We’ve experienced… committed spammers who’ve done that in the past. Not at any large scale, but it’s happened. We’re actually dealing with a web of such folks (a company) who purposefully created 10+ accounts to legitimately discuss the topics at hand while name dropping their most favorite broker (their company) every couple of weeks. We just uncovered this going back over a year on a handful of accounts. It’s very subtle, but upon further investigation, IPs are similar, locations are close, email address are created in the same style (name+number@domain.com
), and the accounts exhibit the same posting behavior (times, frequency, categories they post to, who they like, who they reply to). It’s pretty crazy the lengths they go to.
Here on Meta there have been spam users who earned the wiki editor badge, but as wiki edits aren’t shown in activity I wasn’t able to revert whatever it was they changed before reporting them.
The Elixir Forum has some categories (e.g., “Community / Dev Profiles”, “Your Libraries & Projects”) whose content tends to be persistent, yet evolving. So, they would benefit from finer granularity on the edit time-out limitation.
Recently, AstonJ made the following comment in the (members only) thread Can you increase post edit time limit?:
It would be great if Discourse allowed certain sections to be set so that the thread starter can edit the first post in threads they start indefinitely. This would also be handy for things like library threads
I’d be willing to take a shot at creating a PR for this, but first I’d like to find out if the general idea is acceptable. Suggestions for how and where the configuration should be made would also be appreciated.
-r
Why? Wiki posts already meet that goal.
Wiki posts don’t allow the original poster to control subsequent edits.
Has this been a problem in theory, or in actual practice? I find that the two are often quite different.
Beyond that, why not just extend the edit timeout by trust level (TL2+) to something really long like 2 years?
Not sure why we need yet another setting here.
I just had this problem today. About a year ago, I posted an entry in Elixir Forum’s “Community / Dev Profiles”. It contained a URL which I’m deprecating, so I wanted to substitute the new one. Although AstonJ was kind enough to perform the edit for me, it would have been more convenient to do so myself.
Beyond that, why not just extend the edit timeout by trust level (TL2+) to something really long like 2 years?
That would work for some use cases, but it doesn’t seem like a great idea, in general. (If a post has accumulated replies and is then edited, the flow of the discussion could get confused.) So, only certain categories should act this way.
Perhaps the easiest option would be to modify wikis so they can also be set to only allow the post-creator to edit (so in a way would become a personal wiki).

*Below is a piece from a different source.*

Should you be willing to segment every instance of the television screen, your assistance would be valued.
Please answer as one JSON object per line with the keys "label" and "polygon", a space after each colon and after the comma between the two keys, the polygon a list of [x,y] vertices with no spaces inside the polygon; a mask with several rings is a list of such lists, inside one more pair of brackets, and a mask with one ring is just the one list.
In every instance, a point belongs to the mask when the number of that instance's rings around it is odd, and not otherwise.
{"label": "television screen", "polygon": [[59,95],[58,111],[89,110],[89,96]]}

This would enable us to use the existing feature of wikis (where we can set categories to automatically make the first post a wiki) while avoid the pitfalls of using them in cases such as these where anybody could potentially edit what is otherwise someone’s personal post/wiki.
I think that wiki does allow control.
The post owner is notified on every edit. If a bad edit is made they can roll it back. If a fight ensues post can be flagged and moderators correct.

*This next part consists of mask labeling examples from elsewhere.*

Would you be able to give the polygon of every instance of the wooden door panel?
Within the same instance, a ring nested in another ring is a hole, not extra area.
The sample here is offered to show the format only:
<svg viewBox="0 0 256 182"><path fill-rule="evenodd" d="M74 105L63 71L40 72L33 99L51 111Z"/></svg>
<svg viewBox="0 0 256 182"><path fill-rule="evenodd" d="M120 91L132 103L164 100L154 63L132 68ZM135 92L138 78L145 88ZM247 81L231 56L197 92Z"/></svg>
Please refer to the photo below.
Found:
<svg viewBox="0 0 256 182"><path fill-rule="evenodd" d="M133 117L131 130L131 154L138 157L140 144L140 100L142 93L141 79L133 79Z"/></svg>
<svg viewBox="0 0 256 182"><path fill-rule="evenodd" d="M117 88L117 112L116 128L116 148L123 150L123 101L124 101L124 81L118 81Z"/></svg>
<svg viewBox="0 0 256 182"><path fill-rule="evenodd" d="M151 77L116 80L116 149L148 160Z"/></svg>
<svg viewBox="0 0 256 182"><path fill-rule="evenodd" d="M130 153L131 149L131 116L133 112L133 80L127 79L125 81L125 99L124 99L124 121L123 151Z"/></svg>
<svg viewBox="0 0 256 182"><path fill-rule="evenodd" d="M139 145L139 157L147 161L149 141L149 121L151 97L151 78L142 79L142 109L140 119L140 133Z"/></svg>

A giant motivator here for a new feature would be that we tried the above yet mountains of pointless work is created.
Are there real world examples of issues here?

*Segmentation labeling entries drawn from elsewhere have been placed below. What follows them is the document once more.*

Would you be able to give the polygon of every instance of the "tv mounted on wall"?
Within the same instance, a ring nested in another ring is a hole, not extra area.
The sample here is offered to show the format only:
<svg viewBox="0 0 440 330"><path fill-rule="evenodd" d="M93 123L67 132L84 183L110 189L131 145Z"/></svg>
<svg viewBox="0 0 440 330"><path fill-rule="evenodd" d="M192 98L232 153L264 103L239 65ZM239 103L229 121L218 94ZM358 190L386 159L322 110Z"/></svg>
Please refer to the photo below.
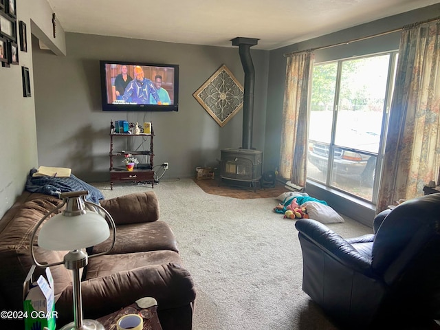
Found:
<svg viewBox="0 0 440 330"><path fill-rule="evenodd" d="M100 69L103 111L179 110L179 65L100 60Z"/></svg>

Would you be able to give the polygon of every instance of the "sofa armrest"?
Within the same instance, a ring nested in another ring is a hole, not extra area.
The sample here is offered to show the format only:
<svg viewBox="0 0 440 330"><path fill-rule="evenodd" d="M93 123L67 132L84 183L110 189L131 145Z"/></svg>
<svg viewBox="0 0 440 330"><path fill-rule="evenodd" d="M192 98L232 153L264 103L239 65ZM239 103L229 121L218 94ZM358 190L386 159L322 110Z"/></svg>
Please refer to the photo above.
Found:
<svg viewBox="0 0 440 330"><path fill-rule="evenodd" d="M67 287L55 305L60 324L73 320L72 289ZM158 310L185 306L195 299L189 272L171 263L91 278L81 283L81 292L85 318L104 316L142 297L155 298Z"/></svg>
<svg viewBox="0 0 440 330"><path fill-rule="evenodd" d="M346 239L346 241L350 244L353 244L355 243L373 243L375 236L376 235L375 235L374 234L366 234L365 235L359 236L358 237Z"/></svg>
<svg viewBox="0 0 440 330"><path fill-rule="evenodd" d="M159 201L152 191L104 199L100 205L110 213L116 226L153 222L159 219Z"/></svg>
<svg viewBox="0 0 440 330"><path fill-rule="evenodd" d="M301 219L295 223L295 227L300 237L303 235L342 264L364 274L371 272L370 258L359 253L351 244L320 222Z"/></svg>

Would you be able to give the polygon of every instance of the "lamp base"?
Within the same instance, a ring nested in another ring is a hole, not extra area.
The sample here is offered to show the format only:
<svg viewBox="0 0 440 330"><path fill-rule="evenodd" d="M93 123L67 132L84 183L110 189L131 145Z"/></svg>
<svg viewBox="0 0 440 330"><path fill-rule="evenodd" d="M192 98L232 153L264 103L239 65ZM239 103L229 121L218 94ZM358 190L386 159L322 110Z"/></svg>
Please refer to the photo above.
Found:
<svg viewBox="0 0 440 330"><path fill-rule="evenodd" d="M82 327L77 328L75 322L71 322L60 330L105 330L104 326L95 320L82 320Z"/></svg>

Wouldn’t a footnote of : “this is a personal wiki, please only correct for typos” work here?
One interesting twist I kind of support is auto flagging of wiki posts where the post owner is no longer around, in cases like this mods should either de-wiki or reassign ownership
Quick query for “Absent Wiki Creators”:
SELECT (current_timestamp - users.last_seen_at) idle_duration,
(current_timestamp - posts.created_at) post_made_ago,
posts.id post_id, users.id user_id
from posts
join users on posts.user_id = users.id
join topics on posts.topic_id = topics.id
where posts.wiki = true
and posts.deleted_at IS NULL
and topics.deleted_at IS NULL
and users.last_seen_at < CURRENT_TIMESTAMP - INTERVAL '90 days'
order by idle_duration desc
Just a small update on this one - this has been possible for a while and can be set within the category settings.